NSX-T Federation certificate generation from Standby GM without failover.
search cancel

NSX-T Federation certificate generation from Standby GM without failover.

book

Article ID: 369274

calendar_today

Updated On:

Products

VMware NSX

Issue/Introduction

  • From NSX-T federation 3.2.3 onwards the certificate import and generate options are greyed out on standby GM.
  • This required either failover of standby GM to make it as active and then Generate new certificates.
  • However, if a customer does not permit a failover, the following workaround steps can be used to generate and replace the certificates on the standby GM without a failover.

 

Environment

VMware NSX

Resolution

  1. Generate the new certificate as required from the Active GM UI, note down the certificate UUID.

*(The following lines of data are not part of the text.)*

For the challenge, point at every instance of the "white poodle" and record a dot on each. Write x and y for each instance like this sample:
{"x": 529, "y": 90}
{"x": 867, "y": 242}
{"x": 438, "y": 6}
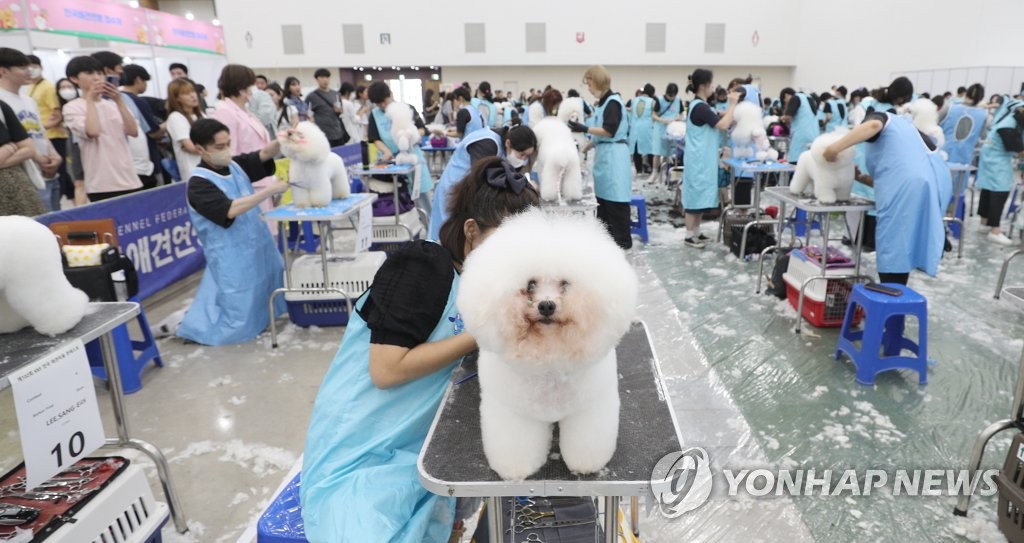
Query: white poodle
{"x": 833, "y": 181}
{"x": 33, "y": 288}
{"x": 403, "y": 131}
{"x": 316, "y": 174}
{"x": 571, "y": 110}
{"x": 926, "y": 119}
{"x": 557, "y": 161}
{"x": 547, "y": 318}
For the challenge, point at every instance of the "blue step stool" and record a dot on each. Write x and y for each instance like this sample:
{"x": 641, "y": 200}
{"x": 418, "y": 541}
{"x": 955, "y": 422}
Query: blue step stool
{"x": 282, "y": 521}
{"x": 639, "y": 226}
{"x": 882, "y": 340}
{"x": 130, "y": 364}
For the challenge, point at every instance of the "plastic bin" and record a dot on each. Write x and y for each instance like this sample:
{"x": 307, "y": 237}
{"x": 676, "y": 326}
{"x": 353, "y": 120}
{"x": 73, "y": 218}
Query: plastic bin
{"x": 351, "y": 274}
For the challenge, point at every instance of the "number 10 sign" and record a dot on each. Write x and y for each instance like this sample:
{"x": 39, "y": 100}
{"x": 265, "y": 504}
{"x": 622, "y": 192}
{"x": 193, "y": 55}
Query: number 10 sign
{"x": 57, "y": 414}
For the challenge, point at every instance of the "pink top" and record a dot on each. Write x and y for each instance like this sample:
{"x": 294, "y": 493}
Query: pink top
{"x": 107, "y": 158}
{"x": 248, "y": 133}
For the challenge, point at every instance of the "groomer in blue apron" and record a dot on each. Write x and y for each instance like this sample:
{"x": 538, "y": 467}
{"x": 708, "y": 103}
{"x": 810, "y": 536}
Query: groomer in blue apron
{"x": 515, "y": 143}
{"x": 612, "y": 173}
{"x": 799, "y": 113}
{"x": 243, "y": 265}
{"x": 704, "y": 139}
{"x": 379, "y": 132}
{"x": 995, "y": 167}
{"x": 912, "y": 188}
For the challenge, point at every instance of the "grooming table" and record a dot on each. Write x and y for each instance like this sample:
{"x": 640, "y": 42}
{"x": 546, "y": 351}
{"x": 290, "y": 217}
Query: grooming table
{"x": 1016, "y": 295}
{"x": 813, "y": 207}
{"x": 337, "y": 210}
{"x": 760, "y": 170}
{"x": 26, "y": 346}
{"x": 452, "y": 461}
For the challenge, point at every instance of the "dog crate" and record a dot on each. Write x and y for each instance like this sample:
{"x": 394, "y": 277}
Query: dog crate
{"x": 124, "y": 511}
{"x": 825, "y": 299}
{"x": 350, "y": 274}
{"x": 1010, "y": 484}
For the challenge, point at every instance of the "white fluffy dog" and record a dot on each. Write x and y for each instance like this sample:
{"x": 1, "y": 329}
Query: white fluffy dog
{"x": 316, "y": 173}
{"x": 832, "y": 181}
{"x": 557, "y": 161}
{"x": 33, "y": 288}
{"x": 571, "y": 110}
{"x": 676, "y": 130}
{"x": 926, "y": 119}
{"x": 403, "y": 131}
{"x": 547, "y": 318}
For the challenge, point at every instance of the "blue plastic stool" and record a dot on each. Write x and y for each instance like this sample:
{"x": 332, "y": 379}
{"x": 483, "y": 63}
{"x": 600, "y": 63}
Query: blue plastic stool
{"x": 130, "y": 364}
{"x": 282, "y": 521}
{"x": 882, "y": 340}
{"x": 639, "y": 226}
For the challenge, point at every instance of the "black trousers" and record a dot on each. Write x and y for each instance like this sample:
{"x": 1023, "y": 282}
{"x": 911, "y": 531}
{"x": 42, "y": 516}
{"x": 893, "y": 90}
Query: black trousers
{"x": 990, "y": 206}
{"x": 615, "y": 216}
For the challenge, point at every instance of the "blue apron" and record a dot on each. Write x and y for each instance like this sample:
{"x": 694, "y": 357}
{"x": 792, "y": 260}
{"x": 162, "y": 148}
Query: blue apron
{"x": 612, "y": 169}
{"x": 753, "y": 94}
{"x": 700, "y": 160}
{"x": 359, "y": 479}
{"x": 971, "y": 122}
{"x": 641, "y": 126}
{"x": 995, "y": 165}
{"x": 667, "y": 110}
{"x": 839, "y": 119}
{"x": 912, "y": 188}
{"x": 475, "y": 121}
{"x": 384, "y": 131}
{"x": 803, "y": 128}
{"x": 457, "y": 168}
{"x": 243, "y": 267}
{"x": 492, "y": 117}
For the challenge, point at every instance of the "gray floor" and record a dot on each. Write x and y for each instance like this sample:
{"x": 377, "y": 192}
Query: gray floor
{"x": 232, "y": 420}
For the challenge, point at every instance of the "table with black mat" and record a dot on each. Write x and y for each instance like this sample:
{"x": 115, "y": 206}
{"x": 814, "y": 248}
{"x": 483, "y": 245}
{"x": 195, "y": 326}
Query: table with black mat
{"x": 452, "y": 461}
{"x": 26, "y": 346}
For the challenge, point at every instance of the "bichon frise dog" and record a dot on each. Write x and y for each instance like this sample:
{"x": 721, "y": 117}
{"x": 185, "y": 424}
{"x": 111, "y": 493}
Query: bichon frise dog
{"x": 833, "y": 181}
{"x": 33, "y": 288}
{"x": 547, "y": 317}
{"x": 557, "y": 161}
{"x": 403, "y": 131}
{"x": 316, "y": 174}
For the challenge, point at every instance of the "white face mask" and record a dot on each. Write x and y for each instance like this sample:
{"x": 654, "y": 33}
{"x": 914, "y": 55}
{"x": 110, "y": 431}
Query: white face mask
{"x": 515, "y": 161}
{"x": 221, "y": 159}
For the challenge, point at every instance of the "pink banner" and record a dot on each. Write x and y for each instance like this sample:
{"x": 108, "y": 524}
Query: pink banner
{"x": 167, "y": 30}
{"x": 83, "y": 17}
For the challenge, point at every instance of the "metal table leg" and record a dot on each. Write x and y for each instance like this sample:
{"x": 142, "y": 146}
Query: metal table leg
{"x": 123, "y": 440}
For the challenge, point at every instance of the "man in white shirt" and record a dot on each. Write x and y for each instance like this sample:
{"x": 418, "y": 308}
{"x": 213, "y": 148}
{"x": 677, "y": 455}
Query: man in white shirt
{"x": 14, "y": 75}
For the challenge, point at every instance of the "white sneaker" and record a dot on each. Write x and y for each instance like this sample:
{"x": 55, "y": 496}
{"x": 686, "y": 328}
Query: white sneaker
{"x": 999, "y": 239}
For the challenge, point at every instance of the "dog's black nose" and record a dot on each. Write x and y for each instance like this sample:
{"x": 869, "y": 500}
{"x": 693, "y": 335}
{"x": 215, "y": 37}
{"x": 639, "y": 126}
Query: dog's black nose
{"x": 546, "y": 307}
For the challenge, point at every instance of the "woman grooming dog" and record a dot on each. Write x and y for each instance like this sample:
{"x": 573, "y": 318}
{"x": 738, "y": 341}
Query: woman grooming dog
{"x": 376, "y": 403}
{"x": 612, "y": 175}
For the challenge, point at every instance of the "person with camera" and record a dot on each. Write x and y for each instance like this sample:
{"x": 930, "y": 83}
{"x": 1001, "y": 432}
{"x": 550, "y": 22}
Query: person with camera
{"x": 101, "y": 122}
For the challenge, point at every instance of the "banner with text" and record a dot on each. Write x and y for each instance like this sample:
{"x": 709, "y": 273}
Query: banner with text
{"x": 154, "y": 230}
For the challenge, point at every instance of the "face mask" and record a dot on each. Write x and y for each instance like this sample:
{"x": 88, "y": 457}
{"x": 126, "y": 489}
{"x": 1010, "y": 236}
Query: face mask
{"x": 220, "y": 159}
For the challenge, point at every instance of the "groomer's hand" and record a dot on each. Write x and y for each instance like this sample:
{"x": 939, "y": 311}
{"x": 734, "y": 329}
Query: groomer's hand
{"x": 577, "y": 126}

    Example: Created a new "TEST" certificate from Active GM "uuid" 24###--###--###--##11"

    Active GM:


  2. Use the GET curl API call to get the details of the certificate from Active GM cli.

    The API call will result the content of certificate and private Key.

    #curl -k -X GET -H "Content-Type: application/json" -H 'X-NSX-Username:admin' -H 'X-NSX-Groups:superuser' "http://127.0.0.1:7440/nsxapi/api/v1/trust-management/certificates/<cert-id>?action=get_private"

    root@AGM:~# curl -k -X GET -H "Content-Type: application/json" -H 'X-NSX-Username:admin' -H 'X-NSX-Groups:superuser' "http://127.0.0.1:7440/nsxapi/api/v1/trust-management/certificates/24###--###--###--##11?action=get_private"

    {
    "display_name": "TEST-CERT-FROM-ACTIVE",
      "pem_encoded" : "-----BEGIN CERTIFICATE-----\n********\n-----END CERTIFICATE-----\n",
      "private_key" : "-----BEGIN RSA PRIVATE KEY-----\n*****\n-----END RSA PRIVATE KEY-----\n",
      "key_algo" : "RSA",
      "_protection" : "NOT_PROTECTED"
    }

  3. Copy the content of pem certificate and key (You can change the certificate display name if needed to distinguish for Standby GM in like display_name": "STANDBY_GM_CERT").
  4. Import the certificate and key content on the standby GM using IMPORT API call by putting the content from step-3 in the body of the below POST API call for standby GM..

    POST https://standbyGM-manager-ip/api/v1/trust-management/certificates?action=import

    Standby GM:

 

   After the certificate is imported on the standby GM, you can replace the certificate using the Replace Certificates documentation.